Waduh, apa tuh kimcilisme?
Sederhananya, kimcilisme itu semacam ideologi yang membuat para pemeluknya kemenyek, alay, ngganyik. Biar teoretis, saya membagi kimcilisme jadi dua mazhab yaitu mazhab cintaiyyah dan mazhab gayaiyyah.
Mazhab cinta membuat para remaja hanya paham cinta-cintaan, galau-galauan, yangyangan. Kalau anda menemukan seseorang tiba-tiba bikin status satu huruf atau titik doang, foto profilnya dihapus, lalu mengunggah kata-kata mutiara penenang kesedihan—waini. Inilah contoh sikap para penganut mazhab cintaiyyah. Dikit-dikit mewek, dikit-dikit hapus foto profil, dikit-dikit ganti prrr…—ah, mbuh lah~
Kalau kata Karl Marx agama itu candu—maka dalam ideologi kimcilisme, cinta adalah (salah satu) candu. Cinta membuat para remaja atau muda-mudi mabuk kepayang, males ini itu jika tak berdua, sehingga jika tak bisa mengontol, hah, mengontrol, niscaya hidup jadi tak produktif. Produktif lho yha, bukan bereproduksi.

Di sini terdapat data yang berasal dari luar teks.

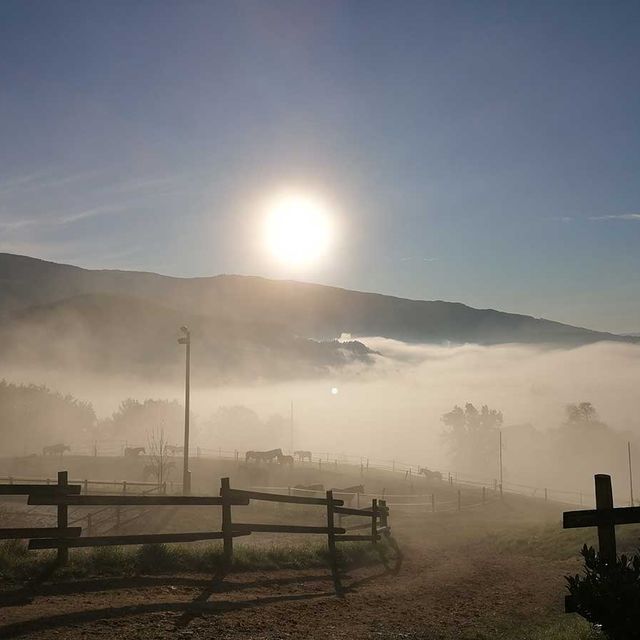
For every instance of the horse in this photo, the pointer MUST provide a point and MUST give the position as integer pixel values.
(171, 449)
(133, 452)
(430, 475)
(308, 489)
(55, 449)
(258, 456)
(347, 493)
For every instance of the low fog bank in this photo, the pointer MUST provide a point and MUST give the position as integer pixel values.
(390, 410)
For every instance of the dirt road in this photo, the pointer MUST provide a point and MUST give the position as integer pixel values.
(447, 586)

Mereka yang harusnya pergi ke majelis ilmu malah mondar-mandir nggak jelas di jalan raya boncengan. Mereka yang seharusnya baca buku malah cuma sibuk baca chat. Yang harusnya sedih saat nilai ulangan jelek, eh malah sedih saat dirinya tak bernilai di matanya. huahh, dalem ini~
Jika sudah sedih kayak gitu, apa yang kemudian dilakukan? Ya malas-malasan. Jangankan mau ikut organisasi keagamaan atau ke pengajian, berusaha melupakan kebangsatan pacar dengan fokus belajar aja nggak. Mentok-mentok paling baca kata mutiara atau novel pop yang sesuai dengan keadaan hati—maka begitulah mereka kian jatuh ke lembah kebucinan.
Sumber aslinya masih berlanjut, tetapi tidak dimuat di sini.